Защитительную речь адвоката приехали послушать даже представители зарубежной прессы. Лещинский с блеском обрисовал портрет бедной девушки, ставшей заложницей случайного стечения обстоятельств и недоброжелательства прислуги, невзлюбившей молоденькую бесприданницу. В общем, убедительность его речи сделала свое дело, красота его подзащитной дополнила рассказ завершающими штрихами и яркими красками.
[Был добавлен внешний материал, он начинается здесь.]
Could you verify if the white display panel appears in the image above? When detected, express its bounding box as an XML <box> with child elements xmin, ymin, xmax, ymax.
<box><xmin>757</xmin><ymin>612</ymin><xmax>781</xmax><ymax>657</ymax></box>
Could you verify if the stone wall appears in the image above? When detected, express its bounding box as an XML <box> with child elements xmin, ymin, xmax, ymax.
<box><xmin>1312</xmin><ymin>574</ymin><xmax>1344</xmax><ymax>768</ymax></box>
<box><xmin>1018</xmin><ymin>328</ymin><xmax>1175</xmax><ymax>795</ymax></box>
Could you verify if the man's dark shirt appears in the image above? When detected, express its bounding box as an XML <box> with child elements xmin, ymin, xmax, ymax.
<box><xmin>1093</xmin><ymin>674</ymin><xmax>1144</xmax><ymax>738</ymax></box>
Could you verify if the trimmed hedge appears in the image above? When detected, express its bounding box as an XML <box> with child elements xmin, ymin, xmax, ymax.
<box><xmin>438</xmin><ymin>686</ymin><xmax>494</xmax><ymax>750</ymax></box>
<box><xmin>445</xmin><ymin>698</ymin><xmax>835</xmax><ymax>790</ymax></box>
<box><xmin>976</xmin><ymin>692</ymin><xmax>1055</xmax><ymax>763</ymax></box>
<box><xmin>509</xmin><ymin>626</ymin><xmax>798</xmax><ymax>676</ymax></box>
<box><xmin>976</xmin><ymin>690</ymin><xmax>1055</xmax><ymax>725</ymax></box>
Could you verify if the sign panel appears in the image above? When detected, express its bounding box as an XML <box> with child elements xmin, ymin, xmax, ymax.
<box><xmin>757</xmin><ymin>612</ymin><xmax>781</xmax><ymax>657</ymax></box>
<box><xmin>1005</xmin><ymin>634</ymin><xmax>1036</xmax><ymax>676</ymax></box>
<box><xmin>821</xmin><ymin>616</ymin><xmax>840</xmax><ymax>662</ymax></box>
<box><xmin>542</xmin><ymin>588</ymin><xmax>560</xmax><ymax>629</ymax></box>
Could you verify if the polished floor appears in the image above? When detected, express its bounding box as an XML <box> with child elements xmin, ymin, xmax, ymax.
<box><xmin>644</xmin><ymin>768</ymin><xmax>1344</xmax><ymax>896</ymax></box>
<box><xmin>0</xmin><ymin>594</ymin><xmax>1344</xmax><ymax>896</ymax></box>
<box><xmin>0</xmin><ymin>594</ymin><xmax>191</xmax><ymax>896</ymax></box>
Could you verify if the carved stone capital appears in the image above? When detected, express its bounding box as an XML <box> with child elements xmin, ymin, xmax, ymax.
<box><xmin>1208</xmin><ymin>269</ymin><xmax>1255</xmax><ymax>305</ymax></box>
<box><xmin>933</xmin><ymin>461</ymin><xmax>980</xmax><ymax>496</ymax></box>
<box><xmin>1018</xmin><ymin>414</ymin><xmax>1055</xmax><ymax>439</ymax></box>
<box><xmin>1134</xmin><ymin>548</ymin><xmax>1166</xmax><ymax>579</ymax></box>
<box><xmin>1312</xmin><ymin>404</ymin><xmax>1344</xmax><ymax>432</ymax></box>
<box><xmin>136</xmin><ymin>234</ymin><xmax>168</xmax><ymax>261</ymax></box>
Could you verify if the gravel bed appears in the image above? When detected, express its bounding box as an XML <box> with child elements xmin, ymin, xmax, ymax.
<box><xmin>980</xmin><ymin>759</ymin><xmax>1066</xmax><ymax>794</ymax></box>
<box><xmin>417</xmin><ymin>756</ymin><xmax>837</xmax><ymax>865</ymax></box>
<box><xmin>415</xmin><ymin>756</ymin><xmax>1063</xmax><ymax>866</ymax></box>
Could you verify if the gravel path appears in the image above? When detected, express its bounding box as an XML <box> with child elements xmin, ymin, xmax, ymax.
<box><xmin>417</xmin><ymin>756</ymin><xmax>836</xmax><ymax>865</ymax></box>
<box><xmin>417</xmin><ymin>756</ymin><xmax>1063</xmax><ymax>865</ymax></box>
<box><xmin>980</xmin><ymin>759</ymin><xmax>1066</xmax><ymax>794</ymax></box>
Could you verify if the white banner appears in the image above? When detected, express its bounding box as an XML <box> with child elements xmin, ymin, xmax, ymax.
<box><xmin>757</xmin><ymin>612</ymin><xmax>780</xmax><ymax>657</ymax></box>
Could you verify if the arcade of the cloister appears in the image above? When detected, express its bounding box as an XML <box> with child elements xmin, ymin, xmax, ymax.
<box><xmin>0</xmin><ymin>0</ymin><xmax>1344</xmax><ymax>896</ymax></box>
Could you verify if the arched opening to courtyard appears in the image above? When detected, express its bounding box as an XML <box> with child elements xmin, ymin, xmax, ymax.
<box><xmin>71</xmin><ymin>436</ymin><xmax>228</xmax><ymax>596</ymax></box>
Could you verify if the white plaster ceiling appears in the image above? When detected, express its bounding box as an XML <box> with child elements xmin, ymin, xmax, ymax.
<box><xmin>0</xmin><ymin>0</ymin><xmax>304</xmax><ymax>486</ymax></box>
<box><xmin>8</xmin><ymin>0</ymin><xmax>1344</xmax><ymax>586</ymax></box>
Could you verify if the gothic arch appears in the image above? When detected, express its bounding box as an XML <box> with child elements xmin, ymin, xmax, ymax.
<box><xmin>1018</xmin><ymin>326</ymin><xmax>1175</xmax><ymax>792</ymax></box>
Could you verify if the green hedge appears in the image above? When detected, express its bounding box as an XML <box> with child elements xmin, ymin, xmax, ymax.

Присяжные склонили головы перед неопровержимостью последнего доказательства. Где им было знать, что в этом же зале присутствуют двое граждан, явившие народу это «чудо»: маленький кудрявый мастер под многообещающей фамилией Кулибин и суровый пристав, хранящий ключи от заветной комнаты с вещдоками.
Голливуд не успел предложить бедной вдовушке роль в очередном захватывающем триллере. Женщина вышла замуж за своего тренера по теннису и, захватив денежки почившего супруга, уехала жить на Лазурный Берег.
– Мне очень неприятно приносить вам дурные известия, но, полагаю, вы должны знать о результатах моих поисков, – сказала Дубровская уже после того, как были окончены все формальности по ознакомлению с материалами экспертиз и следователь оставил их наедине.
– Валяйте, милая, – позволил Лизе Лещинский, кисло улыбаясь. – В последнее время все только и делают, что приносят мне дурные новости. Вот и вы – не исключение.
Елизавета вздохнула, словно приняла на себя моральную ответственность за то, что господин Лежнев, в конце концов, не оказался убийцей.
– Вы знаете, я побывала в том месте, где наш потерпевший провел ту самую ночь… – начала она свой невеселый рассказ, и выложила Лещинскому по порядку все детали загородной вылазки, умолчав разве о том, что была не одна. Ей показалось, что знать о Тараскине ее подзащитному не стоит. Кто знает, как он к этому отнесется? Наверняка будет недоволен.
Впрочем, Владимир Иванович и без этого не излучал радости. Он внимательно слушал Елизавету, скривив губы, словно с трудом удерживался от соблазна выразить ей свое неудовлетворение. Изредка, правда, он делал пометки в своем блокноте и даже что-то говорил себе под нос. Когда же Дубровская завела речь о соседе Китаеве, он немного оживился:
– Значит, судим голубчик? Ну-ну, уже недурно.
На взгляд Елизаветы, такая деталь биографии ничуть не украшала свидетеля и, бог весть, какую пользу из этого могла извлечь защита. Но Лещинскому было виднее, и она продолжала говорить, а в самом конце, достав из сумочки фотографии, сделанные на месте происшествия, продемонстрировала их адвокату. Тот наскоро просмотрел находки, уделив большую часть своего внимания снимку, где крупным планом была запечатлена газета с остатками позднего ужина.